Als "schade" bezeichnete es Küberl im Blick auf Neos, Liste Pilz und Grüne, "dass die drei kleinen Parteien in Wirklichkeit nichts beeinflussen können und nicht einmal miteinander die Möglichkeit haben, sich strukturiert bemerkbar zu machen. Außer gute Reden im Parlament halten." Dass die Grünen "in dieser Wuchtigkeit verloren" haben, komme für ihn doch überraschend; deren schlechtes Abschneiden sei aber bereits auf ihrem jüngsten Parteitag eingeleitet worden, nach dem Langzeitabgeordneter Peter Pilz eine eigene Liste präsentierte. Die Frage sei nun, ob dieser "ein Hecht im Hechtteich sein kann". Denn - so Küberl - "im Parlament gibt es keine Karpfen".
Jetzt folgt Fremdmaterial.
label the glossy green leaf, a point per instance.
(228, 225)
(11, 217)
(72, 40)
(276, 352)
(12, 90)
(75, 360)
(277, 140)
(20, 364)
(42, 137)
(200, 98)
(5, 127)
Nach dem Ex-Caritas-Chef war der jüngste Wahlkampf nicht schmutziger als frühere, er reihe sich leider "würdig" ein. "Schade, dass viele jener, die Wahlkämpfe verantworten, nichts dazulernen können", befand Küberl. Sich extern beraten zu lassen sei das Recht jedes Wahlkämpfenden. "Aber entscheiden, was als Wahlkampfargument, als Wahlkampfmittel verwendet oder nicht verwendet werden kann, sollten schon immer noch die Spitzenkandidaten."
Linzer KA-Präsident: "Bedenklicher Rechtsruck"
Österreich habe sich mit der jüngsten Nationalratswahl "deutlich verändert", so die Diagnose der Präsidenten der Linzer Katholischen Aktion, Bert Brandstetter: "Der Rechtsruck ist augenscheinlich und bedenklich." Wer immer das Land künftig regieren und mitregieren wird, müsse "rechte Positionen" wahrnehmen. Was das konkret bedeutet, könne man in Oberösterreich ganz gut erkennen, wo seit zwei Jahren Schwarz-blau regiert. Brandstetter verwies auf "massive Einschnitte" im Sozial-, im Bildungs- und auch im Kulturbereich. "Das Land ist kälter geworden, diese Entwicklung droht nach der Wahl auch dem Staat."
Christen müssten ein demokratisches Wahlergebnis akzeptieren, so der KA-Präsident. "Wir lassen es uns aber nicht nehmen, aufzustehen und aufzuschreien, wenn Menschen unter die Räder kommen oder versucht werden sollte, auf die Freiheit von Bildung und Kultur politisch Einfluss zu nehmen."
Zulehner gegen Islam-Ausgrenzung
Noch vor dem Urnengang am Sonntag hatte sich der Wiener Theologe und Werteforscher Paul Zulehner kritisch über die vor allem von FPÖ-Seite geäußerte Behauptung "Der Islam gehört nicht zu Österreich" geäußert. Das sei schon allein aufgrund historischer Tatsachen falsch, erinnerte er an die Politik der "katholischen Habsburger" nach der Annexion des muslimischen Bosnien-Herzegowina. Doch Zulehner warnte in seinem Blog-Eintrag am Wochenende grundsätzlich vor der Ausgrenzung von Gruppen wie Juden, Roma oder Protestanten, denen im Lauf der Geschichte ebenfalls die Zugehörigkeit zu Österreich abgesprochen wurde.
Zulehner hielt dem entgegen: "Aber was für das Dazugehören zählt, ist nicht die Religion, sondern eben die Staatsbürgerschaft. Alles andere ist dumpfer Populismus und WählerInnentäuschung übelster Sorte."